You are viewing a plain text version of this content. The canonical link for it is here.
Posted to java-user@lucene.apache.org by Mag Gam <ma...@gmail.com> on 2006/09/08 00:37:38 UTC

Highligher Example

Hey

Anyone have a search result highlighter example?

I have various doc, PDFs, DOC, TXT, PPT, and I would like to show a
highlight, similar to how google does it...

tia

Re: Highligher Example

Posted by Shane Perry <sh...@lingotek.com>.
Not sure if this is something of interest, but there is an open source 
project called File2XLIFF4j on Sourceforge.net 
(http://file2xliff4j.sourceforge.net/).  The project converts many 
common file formats to XLIFF.  It may be useful for getting a common 
format, highlighting, and the recreating the original file with the format.

Erik Hatcher wrote:
> There are test cases in the Highlighter codebase that exercise it and 
> show its use, as well as a few examples of it in the "Lucene in 
> Action" codebase.
>
> These examples output plain text with some prefix and suffix 
> surrounding the highlighted terms.  Highlighting text in a PDF is 
> possible, I'm pretty sure, but I don't think the same would be easily 
> possible with Microsoft document formats.  I'm not sure if you are 
> asking for these document types to be highlighted or just a plain text 
> representation of them, though.
>
>     Erik
>
> On Sep 7, 2006, at 6:37 PM, Mag Gam wrote:
>
>> Hey
>>
>> Anyone have a search result highlighter example?
>>
>> I have various doc, PDFs, DOC, TXT, PPT, and I would like to show a
>> highlight, similar to how google does it...
>>
>> tia
>
>
> ---------------------------------------------------------------------
> To unsubscribe, e-mail: java-user-unsubscribe@lucene.apache.org
> For additional commands, e-mail: java-user-help@lucene.apache.org

---------------------------------------------------------------------
To unsubscribe, e-mail: java-user-unsubscribe@lucene.apache.org
For additional commands, e-mail: java-user-help@lucene.apache.org


Re: Highligher Example

Posted by Tom Emerson <tr...@gmail.com>.
Autonomy's KeyView is an alternative to Stellent.
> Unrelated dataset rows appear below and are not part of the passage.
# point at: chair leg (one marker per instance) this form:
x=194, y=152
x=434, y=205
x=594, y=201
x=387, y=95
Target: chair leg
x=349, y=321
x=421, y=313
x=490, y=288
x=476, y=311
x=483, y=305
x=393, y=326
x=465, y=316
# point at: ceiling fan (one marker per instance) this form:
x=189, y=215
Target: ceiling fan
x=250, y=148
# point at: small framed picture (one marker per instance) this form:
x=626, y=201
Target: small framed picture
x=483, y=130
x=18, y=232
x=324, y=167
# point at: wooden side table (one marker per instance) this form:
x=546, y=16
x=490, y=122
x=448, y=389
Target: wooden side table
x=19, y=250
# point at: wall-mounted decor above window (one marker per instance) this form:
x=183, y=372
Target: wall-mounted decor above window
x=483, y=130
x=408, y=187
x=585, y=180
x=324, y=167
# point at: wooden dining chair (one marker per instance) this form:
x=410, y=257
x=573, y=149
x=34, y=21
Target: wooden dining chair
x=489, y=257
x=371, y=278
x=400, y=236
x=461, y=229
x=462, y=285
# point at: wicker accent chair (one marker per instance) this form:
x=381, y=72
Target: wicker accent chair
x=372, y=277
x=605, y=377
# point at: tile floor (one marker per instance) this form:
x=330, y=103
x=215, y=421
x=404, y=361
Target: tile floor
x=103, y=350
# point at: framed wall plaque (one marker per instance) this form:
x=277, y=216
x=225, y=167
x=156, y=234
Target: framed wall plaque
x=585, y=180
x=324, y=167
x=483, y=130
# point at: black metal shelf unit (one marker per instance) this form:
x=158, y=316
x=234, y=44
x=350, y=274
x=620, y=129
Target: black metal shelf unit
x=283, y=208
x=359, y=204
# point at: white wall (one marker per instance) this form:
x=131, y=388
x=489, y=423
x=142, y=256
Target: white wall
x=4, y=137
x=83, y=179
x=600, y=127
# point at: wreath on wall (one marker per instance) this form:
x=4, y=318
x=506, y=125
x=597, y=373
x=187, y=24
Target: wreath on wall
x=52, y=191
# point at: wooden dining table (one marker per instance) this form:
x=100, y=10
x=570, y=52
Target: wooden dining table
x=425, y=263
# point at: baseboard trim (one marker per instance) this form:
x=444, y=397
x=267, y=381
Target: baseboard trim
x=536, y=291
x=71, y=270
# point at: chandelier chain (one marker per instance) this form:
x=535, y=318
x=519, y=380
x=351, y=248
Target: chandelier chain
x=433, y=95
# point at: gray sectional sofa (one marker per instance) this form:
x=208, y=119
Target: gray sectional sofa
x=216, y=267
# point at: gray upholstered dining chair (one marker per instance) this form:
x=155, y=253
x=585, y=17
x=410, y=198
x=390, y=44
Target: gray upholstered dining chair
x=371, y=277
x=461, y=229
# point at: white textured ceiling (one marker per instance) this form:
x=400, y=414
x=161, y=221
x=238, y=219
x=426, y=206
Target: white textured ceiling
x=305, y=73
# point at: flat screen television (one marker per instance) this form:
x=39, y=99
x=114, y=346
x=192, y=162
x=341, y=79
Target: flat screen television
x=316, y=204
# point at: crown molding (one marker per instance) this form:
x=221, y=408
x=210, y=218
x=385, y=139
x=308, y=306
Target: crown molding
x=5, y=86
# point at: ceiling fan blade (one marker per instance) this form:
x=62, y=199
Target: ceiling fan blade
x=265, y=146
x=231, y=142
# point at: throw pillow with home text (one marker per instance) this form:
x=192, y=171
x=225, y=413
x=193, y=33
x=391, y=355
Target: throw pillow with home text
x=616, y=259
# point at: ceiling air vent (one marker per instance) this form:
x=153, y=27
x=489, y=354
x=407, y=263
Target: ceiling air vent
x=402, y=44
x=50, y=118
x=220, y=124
It does not cover all of
the file formats that Stellent does, though many of them are probably not
interesting for most applications. When I last looked at it it did not
handle mail archives, though there was a plan to add it. I found it more
stable than Stellent, and it has a JNI interface that works quite well. It
is still quite expensive, however.

PDFBox works, but we found it to be really really slow.

YMMV,

     -tree

-- 
Tom Emerson
tremerson@gmail.com
http://www.dreamersrealm.net/~tree

Re: Highligher Example

Posted by Till Kinstler <ki...@gbv.de>.
Mark Miller schrieb:
> Highlighting a PDF document, last time I looked (quite a while ago),
> involves supplying an xml file that describes offsets for highlighting.
> You can specify the file in the URL. 

PDFBox (http://www.pdfbox.org/), which is also convenient for parsing
PDFs, can generate those XML files through its class PDFHighlighter
(http://www.pdfbox.org/javadoc/org/pdfbox/util/PDFHighlighter.html).
There is a page discribing the various options for highlighting PDFs
with PDFBox: http://www.pdfbox.org/userguide/highlighting.html.
Unfortunately, highlighting through these XML files seems not to work in
the Acrobat Reader plugin for Linux.

Till

-- 
Till Kinstler
Verbundzentrale des Gemeinsamen Bibliotheksverbundes (VZG)
Platz der Göttinger Sieben 1, D 37073 Göttingen
kinstler@gbv.de, +49 (0) 551 39-13431, http://www.gbv.de

---------------------------------------------------------------------
To unsubscribe, e-mail: java-user-unsubscribe@lucene.apache.org
For additional commands, e-mail: java-user-help@lucene.apache.org


Re: Highligher Example

Posted by Daniel Noll <da...@nuix.com.au>.
Dejan Nenov wrote:
> Second that - I was a client of Stellent - the libs work great but are
> expensive. To see Stellent in action - get a copy of the free X1 desktop
> search or the X1 server (Lucene based).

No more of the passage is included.